Detroit-based Lightweight Innovations for Tomorrow (LIFT) has partnered with aerospace manufacturer Boeing and Ohio State University to advance technologies for die casting and heat-treating aluminum parts in an effort to take the air out of aluminum parts to make them lighter.
“If we can reduce just a few ounces of metal from automobile engine mounting cradles or the housings that hold transmissions we can deliver an impact that is multiplied by the millions,” says Larry Brown, executive director of LIFT. “In aerospace, an added benefit might lower manufacturing costs as well as increase fuel savings from the lighter weight designs.”

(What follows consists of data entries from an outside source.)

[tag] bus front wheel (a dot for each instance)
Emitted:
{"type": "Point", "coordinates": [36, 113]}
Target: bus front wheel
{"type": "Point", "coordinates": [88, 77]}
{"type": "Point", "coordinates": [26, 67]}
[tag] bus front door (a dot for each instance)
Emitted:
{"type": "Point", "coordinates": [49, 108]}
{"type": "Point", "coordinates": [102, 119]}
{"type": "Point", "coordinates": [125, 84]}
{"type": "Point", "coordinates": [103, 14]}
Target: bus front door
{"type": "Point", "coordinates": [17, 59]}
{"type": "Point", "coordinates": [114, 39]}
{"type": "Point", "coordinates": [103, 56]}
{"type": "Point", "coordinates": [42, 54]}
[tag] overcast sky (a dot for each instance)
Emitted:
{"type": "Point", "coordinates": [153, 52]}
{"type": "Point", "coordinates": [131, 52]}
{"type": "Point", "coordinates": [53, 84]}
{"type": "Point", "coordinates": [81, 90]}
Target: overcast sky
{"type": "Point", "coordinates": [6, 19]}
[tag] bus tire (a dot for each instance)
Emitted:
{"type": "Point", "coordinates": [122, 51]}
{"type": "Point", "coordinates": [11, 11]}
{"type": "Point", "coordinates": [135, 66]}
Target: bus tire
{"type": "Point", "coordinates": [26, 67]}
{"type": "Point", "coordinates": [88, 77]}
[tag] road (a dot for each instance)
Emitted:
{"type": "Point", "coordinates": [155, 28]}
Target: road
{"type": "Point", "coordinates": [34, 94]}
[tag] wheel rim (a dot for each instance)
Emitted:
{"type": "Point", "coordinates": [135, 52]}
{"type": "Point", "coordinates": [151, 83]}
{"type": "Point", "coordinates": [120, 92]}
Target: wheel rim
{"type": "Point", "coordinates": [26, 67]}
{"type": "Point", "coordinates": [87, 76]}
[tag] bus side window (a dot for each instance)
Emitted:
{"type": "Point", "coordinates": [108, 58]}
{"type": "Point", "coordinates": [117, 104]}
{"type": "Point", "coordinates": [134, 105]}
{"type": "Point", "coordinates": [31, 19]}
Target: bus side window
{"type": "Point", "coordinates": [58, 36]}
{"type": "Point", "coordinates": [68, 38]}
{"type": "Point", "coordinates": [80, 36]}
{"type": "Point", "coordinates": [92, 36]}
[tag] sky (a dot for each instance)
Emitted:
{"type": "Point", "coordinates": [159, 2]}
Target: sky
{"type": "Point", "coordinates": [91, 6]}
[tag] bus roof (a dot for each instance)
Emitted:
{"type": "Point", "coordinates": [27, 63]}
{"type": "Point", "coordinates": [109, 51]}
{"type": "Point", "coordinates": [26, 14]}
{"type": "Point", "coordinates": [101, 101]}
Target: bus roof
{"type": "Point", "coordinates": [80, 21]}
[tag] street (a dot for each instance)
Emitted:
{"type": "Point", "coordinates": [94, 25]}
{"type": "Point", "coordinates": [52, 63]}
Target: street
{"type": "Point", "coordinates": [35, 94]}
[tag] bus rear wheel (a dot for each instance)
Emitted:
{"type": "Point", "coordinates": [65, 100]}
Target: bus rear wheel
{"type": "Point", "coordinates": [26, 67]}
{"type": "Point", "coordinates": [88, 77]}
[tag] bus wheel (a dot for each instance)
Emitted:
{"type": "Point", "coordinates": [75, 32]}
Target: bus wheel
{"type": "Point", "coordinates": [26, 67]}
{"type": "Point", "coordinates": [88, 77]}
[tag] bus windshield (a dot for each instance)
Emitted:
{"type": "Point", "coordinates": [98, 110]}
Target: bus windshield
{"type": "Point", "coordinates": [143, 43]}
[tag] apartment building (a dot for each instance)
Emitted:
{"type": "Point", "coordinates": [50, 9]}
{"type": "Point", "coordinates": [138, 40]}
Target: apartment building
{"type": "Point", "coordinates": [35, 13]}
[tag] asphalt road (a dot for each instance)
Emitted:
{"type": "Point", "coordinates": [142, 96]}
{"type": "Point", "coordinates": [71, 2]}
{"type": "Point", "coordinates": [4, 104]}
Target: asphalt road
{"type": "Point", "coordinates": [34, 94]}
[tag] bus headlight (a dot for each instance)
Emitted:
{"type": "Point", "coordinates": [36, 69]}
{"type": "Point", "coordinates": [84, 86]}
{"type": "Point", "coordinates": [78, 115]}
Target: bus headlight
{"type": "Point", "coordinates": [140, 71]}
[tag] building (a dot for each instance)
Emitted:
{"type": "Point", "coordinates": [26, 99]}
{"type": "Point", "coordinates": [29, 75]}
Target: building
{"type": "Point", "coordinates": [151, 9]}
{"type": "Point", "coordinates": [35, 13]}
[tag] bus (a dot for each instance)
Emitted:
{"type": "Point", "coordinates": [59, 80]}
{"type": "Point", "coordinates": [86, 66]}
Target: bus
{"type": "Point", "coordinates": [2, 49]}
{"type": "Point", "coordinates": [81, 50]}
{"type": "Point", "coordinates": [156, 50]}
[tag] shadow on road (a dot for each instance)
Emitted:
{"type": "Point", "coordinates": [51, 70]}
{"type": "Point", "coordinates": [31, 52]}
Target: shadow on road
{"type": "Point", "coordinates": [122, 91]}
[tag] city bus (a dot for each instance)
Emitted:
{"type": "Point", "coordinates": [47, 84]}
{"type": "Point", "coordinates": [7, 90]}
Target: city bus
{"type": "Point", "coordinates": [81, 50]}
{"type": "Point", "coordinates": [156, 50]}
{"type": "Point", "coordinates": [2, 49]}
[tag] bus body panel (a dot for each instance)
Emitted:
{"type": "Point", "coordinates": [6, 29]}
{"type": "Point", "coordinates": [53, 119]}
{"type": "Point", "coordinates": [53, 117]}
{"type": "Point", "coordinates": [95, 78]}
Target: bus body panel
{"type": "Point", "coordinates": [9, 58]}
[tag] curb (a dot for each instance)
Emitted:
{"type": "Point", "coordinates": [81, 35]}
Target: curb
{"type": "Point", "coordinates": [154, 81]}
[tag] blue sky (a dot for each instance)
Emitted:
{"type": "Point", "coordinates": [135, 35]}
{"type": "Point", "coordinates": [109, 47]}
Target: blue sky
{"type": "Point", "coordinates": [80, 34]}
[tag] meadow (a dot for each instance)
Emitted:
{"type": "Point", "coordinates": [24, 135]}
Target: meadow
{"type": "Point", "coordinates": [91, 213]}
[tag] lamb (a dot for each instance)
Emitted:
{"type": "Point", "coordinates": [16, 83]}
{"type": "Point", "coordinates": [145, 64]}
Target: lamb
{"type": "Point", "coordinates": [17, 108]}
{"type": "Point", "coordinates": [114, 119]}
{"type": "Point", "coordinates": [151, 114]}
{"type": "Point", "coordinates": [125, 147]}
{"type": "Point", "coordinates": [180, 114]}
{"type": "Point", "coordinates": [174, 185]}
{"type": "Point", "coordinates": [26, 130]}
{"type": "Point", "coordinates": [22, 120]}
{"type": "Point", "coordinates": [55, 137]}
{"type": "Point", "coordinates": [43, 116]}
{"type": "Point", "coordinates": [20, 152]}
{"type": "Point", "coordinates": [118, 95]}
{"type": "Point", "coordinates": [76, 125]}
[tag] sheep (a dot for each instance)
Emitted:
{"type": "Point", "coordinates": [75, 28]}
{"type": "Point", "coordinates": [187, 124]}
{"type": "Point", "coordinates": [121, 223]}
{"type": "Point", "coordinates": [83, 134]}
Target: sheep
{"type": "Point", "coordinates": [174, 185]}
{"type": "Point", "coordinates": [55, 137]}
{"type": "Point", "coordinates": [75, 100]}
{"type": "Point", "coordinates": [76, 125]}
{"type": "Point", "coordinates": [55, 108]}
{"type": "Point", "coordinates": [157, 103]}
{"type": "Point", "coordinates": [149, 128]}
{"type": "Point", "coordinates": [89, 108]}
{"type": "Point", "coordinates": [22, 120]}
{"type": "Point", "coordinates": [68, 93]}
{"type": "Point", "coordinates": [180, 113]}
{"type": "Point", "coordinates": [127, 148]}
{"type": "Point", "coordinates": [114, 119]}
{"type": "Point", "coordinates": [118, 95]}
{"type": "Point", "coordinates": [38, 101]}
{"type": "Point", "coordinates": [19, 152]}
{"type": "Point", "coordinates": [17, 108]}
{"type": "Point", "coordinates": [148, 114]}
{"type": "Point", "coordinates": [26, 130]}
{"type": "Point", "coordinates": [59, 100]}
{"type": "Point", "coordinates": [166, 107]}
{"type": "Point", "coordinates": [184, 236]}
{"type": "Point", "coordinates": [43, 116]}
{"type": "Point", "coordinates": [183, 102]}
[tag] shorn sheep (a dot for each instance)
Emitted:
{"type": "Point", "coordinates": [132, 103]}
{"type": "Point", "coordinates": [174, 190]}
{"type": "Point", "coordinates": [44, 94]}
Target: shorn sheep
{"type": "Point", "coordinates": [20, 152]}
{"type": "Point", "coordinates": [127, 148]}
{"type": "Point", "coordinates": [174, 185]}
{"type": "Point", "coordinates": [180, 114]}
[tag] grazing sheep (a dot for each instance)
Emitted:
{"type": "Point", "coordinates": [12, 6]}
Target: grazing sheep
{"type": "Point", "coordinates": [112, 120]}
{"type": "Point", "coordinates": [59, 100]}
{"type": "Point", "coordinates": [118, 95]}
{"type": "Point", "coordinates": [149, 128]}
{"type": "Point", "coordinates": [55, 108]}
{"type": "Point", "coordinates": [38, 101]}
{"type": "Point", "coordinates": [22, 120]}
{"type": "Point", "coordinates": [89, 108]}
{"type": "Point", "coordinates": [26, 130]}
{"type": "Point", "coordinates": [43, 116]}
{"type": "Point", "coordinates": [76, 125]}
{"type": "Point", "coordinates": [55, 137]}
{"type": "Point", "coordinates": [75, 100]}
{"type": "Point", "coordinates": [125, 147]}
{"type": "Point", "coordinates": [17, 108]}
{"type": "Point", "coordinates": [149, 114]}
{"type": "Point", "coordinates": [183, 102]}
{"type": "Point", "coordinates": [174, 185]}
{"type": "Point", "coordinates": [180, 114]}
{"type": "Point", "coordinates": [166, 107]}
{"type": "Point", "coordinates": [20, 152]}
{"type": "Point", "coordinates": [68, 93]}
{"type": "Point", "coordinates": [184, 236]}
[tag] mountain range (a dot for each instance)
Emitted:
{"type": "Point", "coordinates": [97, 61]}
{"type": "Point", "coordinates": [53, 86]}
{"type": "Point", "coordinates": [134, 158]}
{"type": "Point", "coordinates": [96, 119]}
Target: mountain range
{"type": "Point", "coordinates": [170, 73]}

Brown says with current high-speed aluminum die casting, microscopic air bubbles can form inside the part as the molten metal travels through the mold. Engineers, in turn, use more metal and make the parts thicker to meet strength and other performance requirements. He says high-speed aluminum die-casting is primarily used in the aerospace, defense, and automotive industries.
“We know in the laboratory that if we pull all the air out of the mold just before the molten metal flows in we can eliminate the bubbles,” says Alan Luo, professor of materials science and engineering at Ohio State. “Without bubbles we can design thinner parts that are just as strong and durable, but with less metal and lighter weight.”
The researchers will also work to enhance computer models to predict the performance of aluminum die cast parts by combining the information about the microstructure of the metal with design and production parameters.